Several popular email encryption tools have been found to be vulnerable to spoofed signature attacks for decades, according to an advisory post published by Marcus Brinkmann, lead developer of NeoPG, on Wednesday.
The critical vulnerability—called SigSpoof, and indexed as CVE-2018-12020—was found in GnuPG, Enigmail, GPGTools, and python-gnupg, Brinkmann found. The root cause goes all the way back to GnuPG 0.2.2 in 1998, he told Ars Technica.
Digital signatures are used to verify the source of an encrypted message, data backup, or software update, Ars Technica noted. The source typically uses a private encryption key to make the application show that a message or file is signed. However, SignSpoof made it possible for attackers to fake signatures with only a person’s public key or key ID, which are often published online. Worse, users can’t tell if the spoofed email is malicious without complicated forensic analysis, so it’s likely that they’d never know, Brinkmann wrote in the advisory.
SEE: Encryption policy (Tech Pro Research)
Essentially, this means that decades of email messages used for sensitive business, government, or security matters may have been spoofs, Ars Technica noted. But, it goes further than that, affecting the daily operations of IT and developers as well.
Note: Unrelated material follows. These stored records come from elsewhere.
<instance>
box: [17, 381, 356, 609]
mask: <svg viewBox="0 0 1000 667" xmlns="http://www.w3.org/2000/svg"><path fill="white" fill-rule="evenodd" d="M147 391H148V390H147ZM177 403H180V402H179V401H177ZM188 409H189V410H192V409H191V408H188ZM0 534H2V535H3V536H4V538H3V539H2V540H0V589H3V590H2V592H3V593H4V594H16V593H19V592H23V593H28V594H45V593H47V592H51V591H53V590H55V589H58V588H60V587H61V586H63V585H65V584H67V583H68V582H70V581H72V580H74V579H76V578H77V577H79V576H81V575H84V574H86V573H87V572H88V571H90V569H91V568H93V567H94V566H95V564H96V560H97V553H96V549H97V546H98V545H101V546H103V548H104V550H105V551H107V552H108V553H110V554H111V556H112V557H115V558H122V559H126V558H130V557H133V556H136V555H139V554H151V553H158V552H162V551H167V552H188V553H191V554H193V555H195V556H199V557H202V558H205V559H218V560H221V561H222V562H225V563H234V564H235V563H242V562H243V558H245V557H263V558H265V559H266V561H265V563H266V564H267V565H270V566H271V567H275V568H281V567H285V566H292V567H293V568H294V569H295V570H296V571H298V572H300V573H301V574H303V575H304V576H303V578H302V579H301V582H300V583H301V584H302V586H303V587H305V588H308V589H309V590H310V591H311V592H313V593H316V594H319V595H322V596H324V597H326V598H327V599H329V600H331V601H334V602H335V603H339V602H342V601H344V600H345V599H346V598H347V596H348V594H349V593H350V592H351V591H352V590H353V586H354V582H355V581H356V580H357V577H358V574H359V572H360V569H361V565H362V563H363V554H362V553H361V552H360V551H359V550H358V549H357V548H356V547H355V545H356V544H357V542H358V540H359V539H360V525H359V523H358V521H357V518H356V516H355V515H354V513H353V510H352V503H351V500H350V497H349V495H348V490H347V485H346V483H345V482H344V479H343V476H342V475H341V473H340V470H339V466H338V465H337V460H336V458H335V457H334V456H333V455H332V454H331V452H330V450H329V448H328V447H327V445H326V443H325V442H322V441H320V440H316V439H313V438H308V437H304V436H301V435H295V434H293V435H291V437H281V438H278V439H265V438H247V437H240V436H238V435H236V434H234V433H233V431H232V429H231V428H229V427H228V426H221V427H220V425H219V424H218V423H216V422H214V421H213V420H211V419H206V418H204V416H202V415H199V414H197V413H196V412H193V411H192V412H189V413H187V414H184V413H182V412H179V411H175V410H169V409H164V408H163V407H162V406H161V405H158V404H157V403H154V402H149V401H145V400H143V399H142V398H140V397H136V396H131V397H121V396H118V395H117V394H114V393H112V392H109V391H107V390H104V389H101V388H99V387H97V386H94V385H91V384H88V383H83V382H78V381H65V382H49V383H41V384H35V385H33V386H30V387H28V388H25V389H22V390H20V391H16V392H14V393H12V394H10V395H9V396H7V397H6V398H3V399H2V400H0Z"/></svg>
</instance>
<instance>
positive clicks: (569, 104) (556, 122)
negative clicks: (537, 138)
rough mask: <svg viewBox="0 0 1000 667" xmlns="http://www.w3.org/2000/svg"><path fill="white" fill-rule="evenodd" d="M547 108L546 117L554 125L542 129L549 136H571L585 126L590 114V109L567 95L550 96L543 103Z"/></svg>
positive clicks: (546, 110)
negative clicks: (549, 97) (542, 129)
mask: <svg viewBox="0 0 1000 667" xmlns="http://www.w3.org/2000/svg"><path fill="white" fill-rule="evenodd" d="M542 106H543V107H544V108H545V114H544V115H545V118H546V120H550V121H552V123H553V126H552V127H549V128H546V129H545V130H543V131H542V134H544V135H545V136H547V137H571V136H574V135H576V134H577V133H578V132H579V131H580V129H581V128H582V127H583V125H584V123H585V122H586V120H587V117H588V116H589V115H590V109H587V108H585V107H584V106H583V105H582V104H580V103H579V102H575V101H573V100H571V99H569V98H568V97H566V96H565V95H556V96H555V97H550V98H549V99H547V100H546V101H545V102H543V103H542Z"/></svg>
“The vulnerability in GnuPG goes deep and has the potential to affect a large part of our core infrastructure,” Brinkmann wrote in the advisory. “GnuPG is not only used for email security but also to secure backups, software updates in distributions, and source code in version control systems like Git.”
SigSpoof only affects vulnerable software when it enables a setting called “verbose,” which is used to troubleshoot bugs, Ars Technica said. While none of the vulnerable programs enable this by default, a number of recommended configurations available online will turn it on, opening the program to the attack.
The bugs have since been patched in updates to GnuPG, Enigmail, GPGTools, and python-gnupg. Enigmail and the Simple Password Store have also gotten patches for two related spoofing bugs, according to the advisory.
To protect yourself, users should do the following, according to Brinkmann:
- Make sure you don’t have verbose in gpg.conf.
- Do not use gpg —verbose on the command line.
- Upgrade to GnuPG 2.2.8 or GnuPG 1.4.23
- Upgrade to Enigmail 2.0.7
- Upgrade to GPGTools 2018.3
Meanwhile, developers should add “—no-verbose” to all invocations of gpg, and upgrade to python-gnupg 0.4.3, Brinkmann advised in the post.
The big takeaways for tech leaders:
- A decades-old flaw called SigSpoof was found in popular email encryption tools, leaving them vulnerable to spoofed signature attacks.
- Users should update GnuPG, Enigmail, GPGTools, and python-gnupg to patch the bug.